Ingolstadt
Familie, Heimat, Flucht und Ankommen

Der Illustrator und Geschichtenerzähler Mehrdad Zaeri im Museum für Konkrete Kunst Ingolstadt

22.10.2020 | Stand 23.09.2023, 14:57 Uhr

Ingolstadt - Der Titel war schlicht: "Ein Abend mit Iris Wolff und Mehrdad Zaeri" war auf der Leinwand im Erdgeschoss des Museums für Konkrete Kunst zu lesen.

Doch entfaltete sich während des zweiten Abends der Ingolstädter Herbst-Literaturtage am Mittwoch im Gespräch der Fleißerpreisträgerin mit dem Illustrator eine Zeitreise zwischen Morgenland und Abendland, zwischen Außenwelt und Innenleben, zwischen Fakten und Fantasie ein flirrender Kosmos, der das - den Hygieneregeln konform stark reduzierte - Publikum nachdenken, lachen, träumen ließ, zu Fragen und zum Mitmachen anregte.

Denn Mehrdad Zaeri stellte gegen Ende des Abends zeichnend unter Beweis, dass er für ein Bild nicht lange überlegt. Er sei stets spontan: "Es beginnt immer mit Kritzikratzel. " Sprach's, verbarg sich halb hinter dem Flipchart und malte dergestalt nicht hinsehend frei Punkte, Halbkreise, kurze Linien. "Was sehen Sie? ", fragte er. Eine Frau, eine Blume, ein Berg, kam es zögerlich. Schon zeichnete Zaeri und erzählte.

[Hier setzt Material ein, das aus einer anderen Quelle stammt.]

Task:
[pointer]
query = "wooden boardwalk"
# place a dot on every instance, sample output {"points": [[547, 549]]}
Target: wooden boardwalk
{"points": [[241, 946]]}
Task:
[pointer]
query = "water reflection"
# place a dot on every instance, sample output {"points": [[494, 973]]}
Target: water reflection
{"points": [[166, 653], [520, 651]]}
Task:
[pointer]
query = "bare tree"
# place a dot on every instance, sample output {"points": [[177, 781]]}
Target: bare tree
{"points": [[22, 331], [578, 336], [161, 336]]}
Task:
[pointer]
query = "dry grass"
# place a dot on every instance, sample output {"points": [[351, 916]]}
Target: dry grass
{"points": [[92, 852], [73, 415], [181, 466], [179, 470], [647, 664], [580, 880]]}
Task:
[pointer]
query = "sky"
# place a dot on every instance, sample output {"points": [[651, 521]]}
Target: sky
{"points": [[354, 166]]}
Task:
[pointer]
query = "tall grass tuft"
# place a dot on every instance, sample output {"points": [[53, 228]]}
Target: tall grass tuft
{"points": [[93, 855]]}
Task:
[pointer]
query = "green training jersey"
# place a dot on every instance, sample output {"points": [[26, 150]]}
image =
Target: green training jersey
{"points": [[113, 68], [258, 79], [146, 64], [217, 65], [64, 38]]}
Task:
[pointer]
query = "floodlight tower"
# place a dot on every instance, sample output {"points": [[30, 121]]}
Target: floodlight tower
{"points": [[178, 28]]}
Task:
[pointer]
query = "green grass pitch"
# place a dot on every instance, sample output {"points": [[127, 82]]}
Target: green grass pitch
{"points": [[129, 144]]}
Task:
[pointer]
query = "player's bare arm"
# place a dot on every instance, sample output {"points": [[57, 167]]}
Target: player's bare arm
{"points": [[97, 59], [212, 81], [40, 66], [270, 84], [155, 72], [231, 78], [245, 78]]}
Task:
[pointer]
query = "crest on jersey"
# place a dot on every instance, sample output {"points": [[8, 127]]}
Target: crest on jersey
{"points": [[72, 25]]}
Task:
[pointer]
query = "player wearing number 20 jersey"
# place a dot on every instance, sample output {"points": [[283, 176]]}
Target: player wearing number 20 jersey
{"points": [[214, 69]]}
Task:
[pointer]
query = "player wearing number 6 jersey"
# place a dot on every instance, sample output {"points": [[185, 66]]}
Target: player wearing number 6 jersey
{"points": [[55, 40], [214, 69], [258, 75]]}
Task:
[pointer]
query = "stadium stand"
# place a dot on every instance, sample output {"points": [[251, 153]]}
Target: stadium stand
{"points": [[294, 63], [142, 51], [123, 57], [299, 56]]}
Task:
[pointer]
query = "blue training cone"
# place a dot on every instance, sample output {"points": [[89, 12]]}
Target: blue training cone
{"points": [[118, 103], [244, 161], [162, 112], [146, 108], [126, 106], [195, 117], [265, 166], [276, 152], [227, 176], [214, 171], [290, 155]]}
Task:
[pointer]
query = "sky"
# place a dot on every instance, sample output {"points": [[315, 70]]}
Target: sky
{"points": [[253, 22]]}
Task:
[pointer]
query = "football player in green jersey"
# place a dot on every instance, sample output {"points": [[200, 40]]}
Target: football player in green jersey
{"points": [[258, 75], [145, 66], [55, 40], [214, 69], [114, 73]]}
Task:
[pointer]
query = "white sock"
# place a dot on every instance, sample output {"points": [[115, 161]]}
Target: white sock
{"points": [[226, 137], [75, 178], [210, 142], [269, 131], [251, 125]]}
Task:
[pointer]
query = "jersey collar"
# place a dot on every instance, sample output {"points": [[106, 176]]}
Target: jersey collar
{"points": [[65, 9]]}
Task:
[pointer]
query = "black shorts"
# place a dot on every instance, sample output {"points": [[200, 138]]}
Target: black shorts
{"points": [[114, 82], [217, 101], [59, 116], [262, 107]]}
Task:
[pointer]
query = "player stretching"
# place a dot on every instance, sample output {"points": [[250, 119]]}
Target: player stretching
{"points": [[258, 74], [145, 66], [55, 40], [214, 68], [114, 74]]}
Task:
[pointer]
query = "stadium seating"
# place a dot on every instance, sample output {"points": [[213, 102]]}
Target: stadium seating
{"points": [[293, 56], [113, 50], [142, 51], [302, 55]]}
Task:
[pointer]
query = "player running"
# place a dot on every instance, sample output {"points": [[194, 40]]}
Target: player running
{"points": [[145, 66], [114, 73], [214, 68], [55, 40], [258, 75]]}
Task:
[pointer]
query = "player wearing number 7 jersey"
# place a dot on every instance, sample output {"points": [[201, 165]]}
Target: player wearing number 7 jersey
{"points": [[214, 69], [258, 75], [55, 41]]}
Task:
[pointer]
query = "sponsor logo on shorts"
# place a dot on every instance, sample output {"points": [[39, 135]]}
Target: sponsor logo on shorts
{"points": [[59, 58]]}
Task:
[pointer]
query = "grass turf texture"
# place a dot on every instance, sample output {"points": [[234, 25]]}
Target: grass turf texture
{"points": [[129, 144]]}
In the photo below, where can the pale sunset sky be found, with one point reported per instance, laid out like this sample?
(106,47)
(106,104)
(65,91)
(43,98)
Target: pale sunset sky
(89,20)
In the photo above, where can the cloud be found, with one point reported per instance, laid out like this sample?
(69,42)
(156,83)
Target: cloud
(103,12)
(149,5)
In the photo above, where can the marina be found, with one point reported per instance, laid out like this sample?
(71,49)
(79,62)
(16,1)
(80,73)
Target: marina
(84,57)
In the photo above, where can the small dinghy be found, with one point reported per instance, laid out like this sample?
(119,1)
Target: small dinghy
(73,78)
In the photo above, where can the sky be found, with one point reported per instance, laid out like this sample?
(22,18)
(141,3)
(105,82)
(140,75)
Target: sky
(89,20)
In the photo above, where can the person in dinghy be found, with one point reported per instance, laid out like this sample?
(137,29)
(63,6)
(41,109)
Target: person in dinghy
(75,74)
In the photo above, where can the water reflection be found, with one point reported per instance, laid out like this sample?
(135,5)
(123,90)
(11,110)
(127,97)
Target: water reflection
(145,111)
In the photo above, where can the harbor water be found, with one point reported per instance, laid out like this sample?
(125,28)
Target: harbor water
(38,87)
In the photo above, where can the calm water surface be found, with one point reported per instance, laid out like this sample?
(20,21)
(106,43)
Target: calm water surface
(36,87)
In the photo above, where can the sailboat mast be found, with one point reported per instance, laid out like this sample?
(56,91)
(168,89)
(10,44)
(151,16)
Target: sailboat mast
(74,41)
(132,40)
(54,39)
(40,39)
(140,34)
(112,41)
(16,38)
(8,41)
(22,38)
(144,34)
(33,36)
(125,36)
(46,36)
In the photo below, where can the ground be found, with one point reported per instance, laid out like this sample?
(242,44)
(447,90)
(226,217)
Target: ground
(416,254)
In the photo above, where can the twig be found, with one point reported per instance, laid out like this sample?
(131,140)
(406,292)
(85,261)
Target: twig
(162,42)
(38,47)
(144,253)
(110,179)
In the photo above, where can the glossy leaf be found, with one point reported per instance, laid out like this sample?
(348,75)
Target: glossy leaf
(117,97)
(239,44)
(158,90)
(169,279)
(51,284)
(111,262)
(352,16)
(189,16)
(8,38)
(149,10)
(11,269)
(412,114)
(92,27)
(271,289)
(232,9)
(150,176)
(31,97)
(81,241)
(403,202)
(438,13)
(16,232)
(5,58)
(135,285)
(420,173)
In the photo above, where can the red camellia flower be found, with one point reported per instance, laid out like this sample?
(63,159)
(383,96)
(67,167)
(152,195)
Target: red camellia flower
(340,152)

Die Frau als seine Mutter, mit ihren vier Kindern im Boot, dazu der Vater, das Gepäck, im Hintergrund einen Berg, darauf das Haus im Iran, das die Familie 1984 verließ, dort auch die Großeltern, die Katzen - "es waren wohl an die zehn, die bei uns lebten! "

Es ist die Geschichte seines Lebens, die Geschichte seiner Familie. Und die Geschichte vieler Geflüchteter und Ausgewanderter, die ihre Heimat verlassen. Äußerlich. Innen tragen sie die Heimat, manchmal sogar für sie verborgen, mit. Als Prägungen, als "Gerüche, Farben, Musik, Bilder, als Gespräche mit Freunden und Verwandten", war sich Mehrdad Zaeri mit Iris Wolff einig. Auch für Iris Wolff und ihre Literatur spielen Landschaft, Menschen und Geschichten aus Siebenbürgen, woher sie 1985 als Achtjährige mit ihrer Familie nach Deutschland übersiedelte, eine entscheidende Rolle.

Vor dem Hintergrund der gemeinsamen Erfahrungen lautete ihre erste an den von ihr ursprünglich für ihr "Festival im Festival" vom Frühsommer auf 2021 verschobenen 27. Ingolstädter Literaturtage eingeladenen Zaeri: "Was bedeutet für dich Familie und Freundschaft? " Familie sei sein Fundament, der Grund, weshalb er hier sei, als Künstler hier sein könne. Kurz nach der Iranischen Revolution habe sein Vater, der Arzt Hosein Zaeri-Esfahani, gesagt: "Entweder alle zusammen oder keiner". Freundschaften verstärkten zwar dieses Fundament, änderten sich aber auch im Laufe eines Lebens.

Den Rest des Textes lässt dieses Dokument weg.